Pat lo miró, horrorizada.

—Y sería una lástima —añadió César—. Una mente tan brillante… con tantas habilidades extraordinarias…

El joven no dijo nada más, pero miró a Pat intensamente. Ella se había puesto pálida.

César dio media vuelta, salió de la habitación y cerró la puerta tras de sí. Cuando se hubo ido, Pat se echó sobre la cama, enterró la cara en la almohada y se puso a llorar.

Fuera, Cris también lloraba en silencio.

—Vamos a avisar a la policía —susurró Borja, pero Cris lo detuvo y lo miró, suplicante.

Borja se mordió el labio inferior, indeciso. Comprendía el dilema de su novia. Sería muy duro para ella marcharse y dejar allí a Pat, ahora que la había encontrado. Aunque fuera para avisar a la policía. ¿Y si para cuando volvieran la habían llevado a otra parte? O, peor aún… ¿y si ya le habían borrado la memoria?

—Si hemos podido entrar, podremos salir —dijo Dani en voz baja—. Con Pat.

Borja asintió, pero todavía no parecía muy convencido.

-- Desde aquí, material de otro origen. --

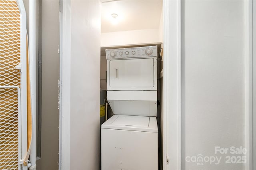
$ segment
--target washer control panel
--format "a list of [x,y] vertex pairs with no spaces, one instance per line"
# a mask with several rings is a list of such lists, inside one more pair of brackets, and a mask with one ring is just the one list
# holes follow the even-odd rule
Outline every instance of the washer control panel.
[[157,45],[106,49],[106,55],[107,59],[157,57]]

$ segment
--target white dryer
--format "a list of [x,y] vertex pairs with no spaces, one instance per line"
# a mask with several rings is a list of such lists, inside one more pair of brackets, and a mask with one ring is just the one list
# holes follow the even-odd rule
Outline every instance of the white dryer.
[[102,170],[158,170],[157,46],[106,50],[107,98]]

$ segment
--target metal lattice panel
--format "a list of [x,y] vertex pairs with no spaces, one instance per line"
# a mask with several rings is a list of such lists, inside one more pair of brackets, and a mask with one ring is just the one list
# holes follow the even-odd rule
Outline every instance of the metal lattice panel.
[[[20,86],[20,15],[16,0],[0,0],[0,86]],[[0,169],[17,170],[18,161],[17,91],[0,89]]]

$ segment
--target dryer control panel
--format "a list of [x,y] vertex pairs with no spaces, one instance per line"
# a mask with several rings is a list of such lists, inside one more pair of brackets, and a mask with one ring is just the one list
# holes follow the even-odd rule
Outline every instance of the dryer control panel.
[[157,45],[106,49],[106,56],[107,59],[157,57]]

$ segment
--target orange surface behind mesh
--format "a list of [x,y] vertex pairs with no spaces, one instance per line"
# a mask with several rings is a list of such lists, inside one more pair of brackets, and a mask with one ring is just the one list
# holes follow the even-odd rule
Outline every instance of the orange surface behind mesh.
[[[15,0],[0,0],[0,86],[20,86],[20,15]],[[18,94],[0,89],[0,169],[18,169]]]

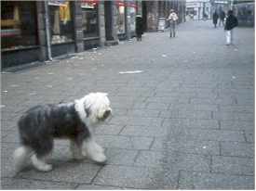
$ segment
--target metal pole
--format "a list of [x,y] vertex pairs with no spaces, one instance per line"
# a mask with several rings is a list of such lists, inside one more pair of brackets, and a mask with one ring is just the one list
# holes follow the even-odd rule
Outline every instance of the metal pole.
[[46,32],[47,32],[47,55],[48,55],[48,59],[52,61],[52,57],[51,57],[51,46],[50,46],[50,37],[49,37],[49,14],[48,14],[48,2],[45,1],[45,19],[46,19]]

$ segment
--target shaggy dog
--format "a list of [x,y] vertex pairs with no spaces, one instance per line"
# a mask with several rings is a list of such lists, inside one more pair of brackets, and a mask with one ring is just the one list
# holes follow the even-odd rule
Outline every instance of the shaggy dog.
[[91,93],[74,103],[30,108],[18,121],[21,146],[14,151],[16,172],[30,160],[39,171],[51,171],[52,165],[46,162],[46,157],[51,153],[54,138],[69,139],[75,159],[82,159],[86,155],[96,162],[105,162],[104,150],[94,141],[91,128],[105,121],[111,112],[105,93]]

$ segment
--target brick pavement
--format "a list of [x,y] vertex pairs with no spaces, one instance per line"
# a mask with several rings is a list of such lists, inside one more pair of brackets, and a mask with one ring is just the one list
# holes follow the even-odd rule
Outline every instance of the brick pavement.
[[[181,24],[178,35],[88,51],[2,74],[1,175],[5,189],[253,189],[254,31],[224,45],[211,21]],[[119,74],[141,70],[142,73]],[[57,141],[44,173],[13,176],[16,122],[28,108],[109,93],[113,118],[96,130],[108,162],[71,160]]]

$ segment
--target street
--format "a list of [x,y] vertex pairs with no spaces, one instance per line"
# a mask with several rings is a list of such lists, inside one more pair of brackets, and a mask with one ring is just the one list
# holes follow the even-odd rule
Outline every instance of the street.
[[[1,75],[3,189],[254,189],[253,28],[236,28],[227,46],[211,20],[187,21],[175,38],[146,32]],[[58,140],[53,171],[14,175],[19,117],[90,92],[113,108],[95,130],[107,164],[72,160]]]

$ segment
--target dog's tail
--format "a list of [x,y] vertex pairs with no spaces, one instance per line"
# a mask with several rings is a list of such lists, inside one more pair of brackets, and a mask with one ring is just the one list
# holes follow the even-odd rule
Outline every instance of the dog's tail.
[[21,171],[30,161],[33,149],[29,146],[22,146],[17,148],[13,153],[15,172]]

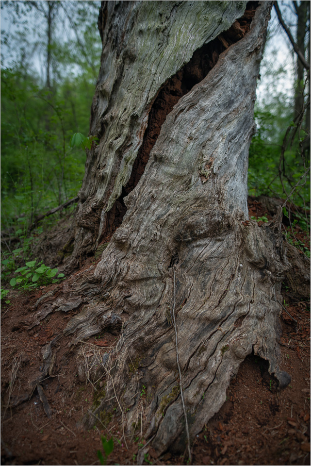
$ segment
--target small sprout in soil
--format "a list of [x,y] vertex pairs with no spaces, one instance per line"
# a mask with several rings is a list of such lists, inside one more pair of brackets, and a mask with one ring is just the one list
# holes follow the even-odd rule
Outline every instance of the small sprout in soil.
[[151,463],[151,462],[149,461],[149,460],[148,459],[148,455],[147,453],[145,453],[145,456],[144,457],[145,461],[146,461],[146,463],[147,463],[149,465],[152,465],[152,463]]
[[110,440],[107,440],[105,437],[101,437],[103,455],[100,450],[97,450],[97,456],[101,465],[105,465],[107,459],[114,451],[114,439],[112,437]]

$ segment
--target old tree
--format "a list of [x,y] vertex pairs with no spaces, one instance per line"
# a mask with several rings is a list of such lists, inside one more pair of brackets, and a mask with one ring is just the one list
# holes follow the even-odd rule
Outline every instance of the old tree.
[[[281,214],[260,227],[247,206],[272,3],[100,8],[90,127],[99,142],[88,151],[70,266],[102,253],[96,268],[40,299],[32,325],[75,310],[64,334],[76,349],[102,332],[118,336],[99,357],[78,359],[80,375],[95,371],[104,387],[81,425],[104,424],[116,408],[123,433],[139,428],[158,454],[184,451],[252,352],[269,362],[279,388],[290,380],[277,343],[290,266]],[[56,339],[45,348],[41,378]]]

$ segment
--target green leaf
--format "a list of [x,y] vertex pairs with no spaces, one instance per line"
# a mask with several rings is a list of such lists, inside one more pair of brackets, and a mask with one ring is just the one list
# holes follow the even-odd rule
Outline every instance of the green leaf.
[[40,266],[38,268],[36,268],[35,271],[37,273],[44,273],[44,272],[46,270],[49,270],[49,267],[42,264],[42,265]]
[[47,272],[47,277],[49,277],[49,278],[51,278],[52,277],[55,277],[58,272],[58,268],[50,269]]
[[286,207],[284,207],[282,209],[282,212],[283,212],[283,215],[285,215],[285,217],[287,217],[288,218],[288,212],[286,210]]
[[75,133],[70,138],[69,145],[70,147],[79,147],[82,144],[85,146],[86,138],[81,133]]
[[36,282],[39,277],[40,277],[40,275],[39,275],[38,273],[35,273],[34,275],[33,275],[33,278],[32,279],[32,281]]
[[34,267],[36,261],[31,261],[30,262],[26,262],[26,265],[28,267]]
[[105,459],[104,459],[104,457],[103,456],[103,455],[102,455],[102,453],[101,452],[101,451],[100,451],[100,450],[97,450],[97,456],[98,456],[98,459],[99,460],[99,461],[100,462],[100,464],[101,464],[101,465],[105,465],[105,464],[106,464],[106,461],[105,461]]
[[25,273],[27,273],[27,272],[30,272],[30,268],[27,268],[26,267],[26,270],[22,270],[22,271],[20,272],[20,274],[21,274],[21,275],[24,275]]
[[17,272],[21,272],[22,270],[26,270],[28,268],[26,266],[24,266],[24,267],[19,267],[18,268],[16,268],[14,273],[17,273]]
[[110,440],[107,442],[104,437],[102,437],[101,443],[102,443],[104,451],[106,453],[106,456],[108,456],[114,449],[114,439],[112,437]]

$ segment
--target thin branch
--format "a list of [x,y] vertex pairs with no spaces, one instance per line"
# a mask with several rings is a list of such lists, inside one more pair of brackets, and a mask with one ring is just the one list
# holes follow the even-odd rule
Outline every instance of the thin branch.
[[29,227],[29,231],[30,232],[32,230],[33,230],[37,226],[38,223],[41,220],[43,220],[43,218],[49,216],[49,215],[52,215],[53,214],[55,214],[60,210],[65,209],[66,207],[69,207],[69,205],[71,205],[71,204],[74,204],[75,202],[77,202],[78,200],[79,196],[76,196],[75,198],[69,199],[69,200],[66,200],[65,202],[62,204],[61,205],[59,205],[57,207],[54,207],[54,209],[51,209],[50,210],[46,212],[45,214],[42,214],[41,215],[38,215],[38,216],[35,218],[34,221],[32,225]]
[[283,29],[284,29],[286,34],[288,36],[288,38],[291,41],[292,45],[293,47],[294,50],[295,51],[296,53],[298,56],[298,58],[302,63],[303,65],[304,66],[304,67],[306,68],[306,69],[310,69],[310,65],[308,63],[307,63],[307,62],[306,61],[303,53],[302,53],[301,50],[300,50],[300,49],[299,48],[299,47],[295,42],[295,40],[294,40],[294,38],[292,35],[292,34],[291,33],[290,31],[289,30],[289,29],[288,29],[288,28],[287,27],[287,26],[286,26],[286,25],[285,24],[285,23],[283,21],[283,18],[282,17],[282,15],[281,15],[281,12],[279,10],[279,8],[278,8],[278,2],[275,1],[274,4],[274,8],[275,8],[275,10],[277,12],[277,15],[278,15],[278,20],[279,21],[280,23],[282,26]]
[[291,318],[292,319],[292,320],[294,320],[294,322],[295,322],[297,324],[297,323],[298,323],[298,322],[297,321],[297,320],[296,320],[295,319],[294,319],[294,318],[292,316],[291,316],[291,315],[290,314],[290,313],[289,313],[289,312],[288,312],[288,311],[287,311],[287,310],[285,309],[285,308],[284,306],[283,305],[283,304],[282,304],[282,303],[281,303],[281,302],[280,302],[278,300],[277,300],[277,302],[278,303],[278,304],[280,305],[280,306],[282,306],[282,307],[283,308],[283,309],[284,309],[284,310],[285,311],[285,312],[286,313],[286,314],[287,314],[287,315],[288,315],[288,316],[289,316],[291,317]]
[[185,422],[186,424],[186,433],[187,433],[187,440],[188,441],[188,453],[189,455],[189,459],[190,460],[190,463],[191,461],[191,452],[190,451],[190,437],[189,433],[189,427],[188,427],[188,420],[187,419],[187,413],[186,413],[186,407],[185,406],[185,402],[183,399],[183,391],[182,390],[182,382],[181,379],[181,371],[180,370],[180,366],[179,365],[179,357],[178,355],[178,340],[177,339],[177,329],[176,327],[176,321],[175,320],[175,305],[176,304],[176,287],[175,285],[175,269],[174,266],[173,266],[173,272],[174,273],[174,306],[173,309],[171,311],[171,314],[173,314],[173,316],[171,316],[171,318],[173,317],[172,319],[172,321],[174,321],[174,328],[175,330],[175,338],[176,340],[176,362],[177,363],[177,366],[178,367],[178,371],[179,372],[179,385],[180,388],[180,398],[181,398],[181,401],[182,402],[182,408],[183,409],[183,414],[185,417]]

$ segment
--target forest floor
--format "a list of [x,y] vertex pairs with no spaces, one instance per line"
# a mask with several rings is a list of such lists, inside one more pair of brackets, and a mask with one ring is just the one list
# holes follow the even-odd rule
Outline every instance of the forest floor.
[[[267,215],[257,203],[249,206],[250,216]],[[301,232],[295,231],[296,236]],[[97,260],[99,260],[98,258]],[[89,258],[83,268],[95,266]],[[82,271],[81,270],[79,273]],[[76,272],[78,273],[78,272]],[[122,438],[118,420],[105,426],[94,419],[93,429],[80,431],[77,423],[97,402],[96,392],[77,373],[77,360],[87,353],[104,352],[115,345],[111,334],[89,338],[79,349],[61,336],[55,344],[56,359],[41,385],[30,399],[14,407],[29,382],[35,379],[42,361],[42,349],[62,335],[71,313],[49,314],[31,330],[25,322],[33,314],[38,298],[57,284],[39,291],[11,292],[10,303],[1,310],[1,440],[2,465],[99,465],[100,437],[113,437],[114,448],[107,464],[135,465],[146,441],[136,431]],[[279,316],[281,332],[280,368],[292,382],[278,390],[266,362],[250,355],[241,364],[227,390],[227,400],[195,439],[193,465],[309,465],[310,464],[310,302],[293,298],[283,290],[284,304]],[[290,316],[291,316],[291,317]],[[295,319],[295,320],[293,320]],[[80,351],[80,352],[79,352]],[[84,357],[84,356],[83,356]],[[100,386],[100,382],[98,387]],[[142,399],[144,396],[143,394]],[[51,414],[44,404],[48,402]],[[149,449],[145,465],[187,464],[187,458],[166,452],[157,458]]]

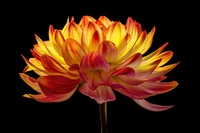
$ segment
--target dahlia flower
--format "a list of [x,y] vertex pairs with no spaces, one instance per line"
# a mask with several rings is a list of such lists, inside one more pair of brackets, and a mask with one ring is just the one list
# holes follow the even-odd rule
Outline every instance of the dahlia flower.
[[[79,23],[68,18],[63,29],[49,26],[49,40],[35,35],[37,44],[32,58],[23,59],[27,66],[21,79],[38,94],[24,94],[39,102],[62,102],[76,90],[99,105],[116,99],[115,92],[134,100],[151,111],[167,110],[145,99],[174,89],[176,81],[163,81],[179,62],[165,65],[173,55],[163,52],[165,43],[150,54],[156,28],[150,32],[140,23],[127,18],[126,24],[106,16],[94,19],[83,16]],[[28,76],[34,71],[38,77]]]

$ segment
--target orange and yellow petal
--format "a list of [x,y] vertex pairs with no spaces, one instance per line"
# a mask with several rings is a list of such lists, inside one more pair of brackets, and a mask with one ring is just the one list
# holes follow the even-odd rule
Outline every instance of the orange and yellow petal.
[[86,83],[79,87],[79,91],[102,104],[116,100],[115,94],[109,86],[101,85],[95,90],[91,90]]
[[103,41],[103,32],[101,28],[89,22],[83,29],[82,45],[86,52],[94,52],[97,50],[100,43]]
[[158,104],[149,103],[148,101],[144,99],[141,99],[141,100],[133,99],[133,100],[144,109],[154,111],[154,112],[165,111],[174,107],[173,105],[158,105]]
[[31,77],[31,76],[28,76],[24,73],[19,73],[21,79],[27,83],[31,88],[33,88],[36,92],[38,93],[42,93],[40,87],[39,87],[39,84],[37,82],[37,79]]
[[[115,62],[118,56],[118,49],[116,45],[111,41],[103,41],[98,49],[97,53],[103,56],[108,63]],[[111,54],[112,53],[112,54]]]
[[62,47],[63,58],[69,66],[80,64],[82,57],[86,54],[84,48],[74,39],[67,39]]
[[37,79],[42,92],[46,96],[69,93],[80,84],[80,79],[72,80],[64,76],[49,75]]

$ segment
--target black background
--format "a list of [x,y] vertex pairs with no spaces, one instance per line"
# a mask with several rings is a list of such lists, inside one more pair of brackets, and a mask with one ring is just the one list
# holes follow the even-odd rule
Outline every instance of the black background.
[[[169,61],[181,63],[170,73],[169,80],[176,80],[179,86],[174,90],[151,97],[148,100],[163,105],[175,105],[174,108],[163,112],[151,112],[139,107],[131,99],[116,93],[117,100],[108,103],[108,130],[109,133],[134,133],[134,132],[168,132],[190,131],[195,129],[194,113],[195,99],[192,95],[192,85],[188,83],[187,51],[189,50],[186,32],[191,27],[191,10],[187,4],[175,4],[169,2],[160,3],[136,3],[118,1],[107,4],[102,1],[93,2],[58,2],[54,1],[38,3],[21,2],[13,3],[10,8],[8,23],[11,25],[13,38],[10,38],[14,58],[15,84],[7,84],[12,89],[11,98],[7,98],[9,104],[9,117],[6,125],[14,125],[15,131],[27,132],[55,132],[55,133],[99,133],[99,112],[97,103],[76,92],[69,100],[61,103],[39,103],[31,99],[23,98],[25,93],[32,93],[32,89],[24,83],[18,73],[22,72],[25,62],[20,54],[31,57],[30,49],[36,43],[34,34],[41,39],[48,39],[48,27],[61,29],[68,16],[74,16],[75,22],[79,22],[83,15],[90,15],[96,19],[105,15],[111,20],[126,22],[127,17],[132,17],[142,24],[147,32],[156,26],[153,45],[148,52],[152,52],[165,42],[169,45],[165,50],[174,52]],[[190,7],[192,8],[192,7]],[[190,11],[190,12],[189,12]],[[34,75],[34,74],[33,74]],[[14,86],[14,87],[12,87]],[[14,92],[14,93],[13,93]],[[14,94],[14,95],[13,95]],[[12,129],[12,128],[7,128]]]

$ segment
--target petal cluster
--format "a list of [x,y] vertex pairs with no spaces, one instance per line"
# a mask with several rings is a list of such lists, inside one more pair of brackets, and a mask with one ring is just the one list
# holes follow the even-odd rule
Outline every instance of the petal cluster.
[[[49,40],[35,35],[33,57],[27,59],[22,55],[27,66],[20,77],[37,92],[24,97],[62,102],[79,90],[102,104],[114,101],[115,92],[119,92],[147,110],[171,108],[145,100],[178,85],[176,81],[163,81],[179,63],[165,65],[173,55],[172,51],[163,52],[168,43],[145,54],[155,30],[153,27],[147,33],[131,17],[125,24],[106,16],[83,16],[79,23],[68,18],[61,30],[50,25]],[[34,71],[38,78],[28,76],[28,71]]]

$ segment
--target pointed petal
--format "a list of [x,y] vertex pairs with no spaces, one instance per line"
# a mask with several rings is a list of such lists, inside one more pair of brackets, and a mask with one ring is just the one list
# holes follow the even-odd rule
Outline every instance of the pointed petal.
[[88,53],[85,55],[80,63],[80,68],[85,70],[103,70],[105,72],[110,71],[108,62],[98,53]]
[[143,61],[143,64],[149,64],[155,60],[158,59],[162,59],[162,61],[160,62],[160,64],[158,66],[163,66],[164,64],[166,64],[173,56],[173,52],[172,51],[165,51],[157,56],[154,56],[148,60]]
[[124,25],[120,22],[115,22],[105,32],[105,40],[110,40],[119,47],[126,34]]
[[162,61],[160,62],[160,64],[158,66],[163,66],[165,65],[173,56],[173,52],[172,51],[166,51],[161,53],[158,58],[161,58]]
[[99,45],[97,52],[108,62],[114,62],[118,56],[118,49],[111,41],[103,41]]
[[70,22],[62,33],[65,39],[71,38],[81,43],[82,29],[75,22]]
[[41,60],[41,56],[34,50],[30,50],[31,54],[33,55],[33,57],[35,57],[37,60]]
[[154,52],[152,52],[152,53],[150,53],[150,54],[144,56],[144,57],[143,57],[143,62],[145,62],[145,61],[147,61],[147,60],[153,58],[154,56],[159,55],[159,54],[164,50],[164,48],[165,48],[167,45],[168,45],[168,42],[165,43],[165,44],[163,44],[161,47],[159,47],[159,48],[158,48],[157,50],[155,50]]
[[80,75],[84,82],[88,84],[91,90],[95,90],[100,85],[108,81],[109,75],[103,71],[80,71]]
[[133,50],[135,42],[139,36],[138,28],[136,24],[137,24],[136,21],[133,21],[131,17],[128,17],[126,25],[125,25],[125,29],[126,29],[126,32],[130,35],[130,39],[127,42],[125,51],[119,57],[122,60],[129,57],[129,55],[131,54]]
[[74,39],[67,39],[62,47],[62,55],[65,62],[70,66],[79,64],[85,51],[81,44]]
[[46,96],[55,96],[74,90],[80,83],[80,79],[72,80],[64,76],[50,75],[39,77],[38,83]]
[[84,95],[96,100],[99,104],[116,100],[112,89],[104,85],[99,86],[96,90],[91,90],[88,85],[84,83],[79,87],[79,91]]
[[53,44],[54,49],[60,56],[62,56],[61,49],[62,49],[64,42],[65,42],[65,39],[64,39],[61,31],[55,30],[53,33],[53,39],[52,39],[51,43]]
[[41,48],[43,52],[47,52],[46,47],[44,46],[44,42],[35,34],[35,39],[37,41],[38,46]]
[[24,97],[26,98],[32,98],[38,102],[42,102],[42,103],[50,103],[50,102],[62,102],[65,100],[68,100],[76,91],[76,89],[72,90],[69,93],[66,94],[60,94],[60,95],[56,95],[56,96],[46,96],[43,93],[41,94],[25,94]]
[[135,75],[135,71],[131,67],[124,67],[124,68],[120,68],[120,69],[114,71],[111,75],[112,76],[123,75],[125,77],[129,77],[130,78],[130,77]]
[[101,28],[92,22],[89,22],[83,29],[82,44],[86,52],[94,52],[103,41],[103,32]]
[[140,65],[136,67],[135,70],[135,78],[142,79],[146,78],[152,74],[152,72],[156,69],[162,59],[156,60],[151,64]]
[[155,78],[155,77],[163,76],[163,75],[169,73],[171,70],[173,70],[179,63],[180,62],[170,64],[167,66],[163,66],[163,67],[158,67],[158,68],[156,68],[156,70],[153,71],[153,73],[148,78]]
[[26,82],[31,88],[33,88],[36,92],[41,93],[41,89],[38,85],[38,82],[36,79],[24,74],[24,73],[19,73],[21,79]]
[[86,27],[89,22],[95,22],[96,20],[91,16],[83,16],[79,22],[79,26]]
[[176,81],[170,82],[144,82],[139,85],[153,95],[166,93],[178,86]]
[[129,66],[131,68],[136,68],[142,62],[142,55],[140,53],[136,53],[129,57],[127,60],[123,61],[118,67]]
[[148,35],[145,37],[143,43],[140,44],[136,52],[140,52],[141,54],[144,54],[151,47],[155,30],[156,30],[156,27],[154,26],[152,30],[148,33]]
[[[38,64],[37,61],[36,61],[36,63],[32,63],[32,61],[27,60],[23,55],[21,55],[21,56],[24,59],[24,61],[26,62],[26,64],[30,67],[29,69],[37,70],[37,71],[40,71],[42,73],[48,74],[48,72],[46,70],[41,68],[41,64]],[[30,58],[30,59],[34,59],[35,60],[35,58]]]
[[170,108],[173,107],[173,105],[168,105],[168,106],[163,106],[163,105],[157,105],[157,104],[153,104],[153,103],[149,103],[144,99],[141,100],[136,100],[133,99],[139,106],[143,107],[144,109],[147,109],[149,111],[164,111],[164,110],[168,110]]
[[54,58],[44,54],[41,56],[42,66],[52,73],[67,73],[67,70]]
[[141,45],[143,44],[143,42],[145,41],[146,36],[147,36],[147,32],[142,31],[142,33],[138,36],[138,38],[134,44],[132,54],[141,52],[140,48],[141,48]]
[[100,16],[98,20],[101,21],[106,28],[112,24],[106,16]]
[[133,84],[128,84],[125,81],[123,81],[120,78],[114,77],[115,82],[110,82],[108,85],[115,89],[115,91],[133,98],[133,99],[144,99],[147,97],[152,96],[148,90],[146,90],[144,87],[141,87],[139,85],[133,85]]

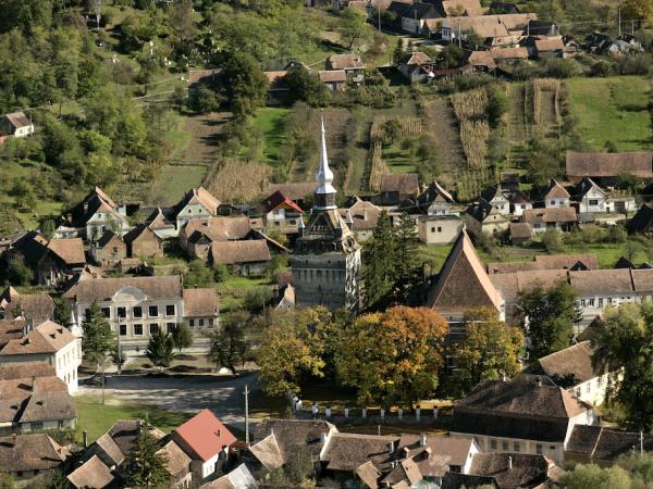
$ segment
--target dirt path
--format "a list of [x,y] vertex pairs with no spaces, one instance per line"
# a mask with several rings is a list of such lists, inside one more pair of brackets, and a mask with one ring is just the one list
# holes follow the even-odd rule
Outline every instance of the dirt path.
[[430,130],[440,150],[442,172],[452,175],[466,166],[460,134],[454,118],[454,111],[446,99],[438,98],[426,105],[427,130]]

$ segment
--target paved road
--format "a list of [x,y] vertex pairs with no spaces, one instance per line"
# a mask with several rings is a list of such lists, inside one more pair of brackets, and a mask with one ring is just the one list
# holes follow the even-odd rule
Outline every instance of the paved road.
[[[258,374],[236,378],[210,375],[184,378],[156,378],[144,376],[111,377],[107,394],[123,402],[152,404],[164,410],[196,413],[206,408],[225,423],[245,427],[245,398],[247,384],[250,391],[260,389]],[[100,394],[97,387],[82,387],[79,394]]]

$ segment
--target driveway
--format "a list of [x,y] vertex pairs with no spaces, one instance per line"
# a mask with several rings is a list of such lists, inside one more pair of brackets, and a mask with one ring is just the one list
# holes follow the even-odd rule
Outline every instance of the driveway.
[[[245,385],[250,391],[260,389],[258,374],[236,378],[213,375],[183,378],[122,375],[107,378],[106,393],[125,403],[151,404],[163,410],[196,413],[208,408],[225,423],[245,429]],[[101,389],[81,386],[78,393],[99,396]]]

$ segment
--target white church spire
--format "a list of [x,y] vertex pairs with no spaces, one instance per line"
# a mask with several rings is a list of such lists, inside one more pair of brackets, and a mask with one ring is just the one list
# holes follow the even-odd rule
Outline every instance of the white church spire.
[[316,193],[335,193],[335,188],[333,188],[333,172],[329,167],[329,155],[326,154],[326,137],[324,131],[324,118],[321,117],[321,140],[320,140],[320,164],[318,166],[318,173],[316,173],[316,178],[318,180],[318,186],[316,187]]

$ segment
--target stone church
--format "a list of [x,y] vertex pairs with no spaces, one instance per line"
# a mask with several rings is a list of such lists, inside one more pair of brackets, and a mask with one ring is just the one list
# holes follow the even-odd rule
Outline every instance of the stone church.
[[360,246],[335,205],[323,121],[321,133],[313,206],[308,223],[299,223],[297,247],[291,256],[295,304],[357,311]]

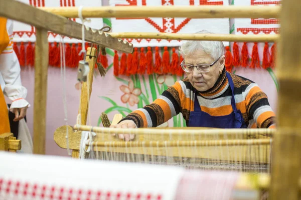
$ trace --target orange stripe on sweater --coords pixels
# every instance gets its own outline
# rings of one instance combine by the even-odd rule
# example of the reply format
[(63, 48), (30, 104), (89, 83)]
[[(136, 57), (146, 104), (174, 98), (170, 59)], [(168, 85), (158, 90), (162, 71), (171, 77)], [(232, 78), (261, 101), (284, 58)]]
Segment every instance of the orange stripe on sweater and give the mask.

En aquel momento sonó una especie de sirena, y los cuatro dieron un salto y se arrimaron a la pared, temblando de miedo. Pero, por lo visto, se trataba sólo del timbre que anunciaba el final de las clases, porque hubo revuelo en la mayoría de los módulos, y los jóvenes prodigios que practicaban en su interior salieron fuera. Octavio y sus amigos los oyeron hablar entre ellos, en varias lenguas, reír y entrar en los módulos que habían estado a oscuras hasta entonces. Las luces de aquellos barracones, que debían de ser dormitorios muy parecidos al de Pat, se encendieron, mientras que las de los módulos de trabajo se apagaron.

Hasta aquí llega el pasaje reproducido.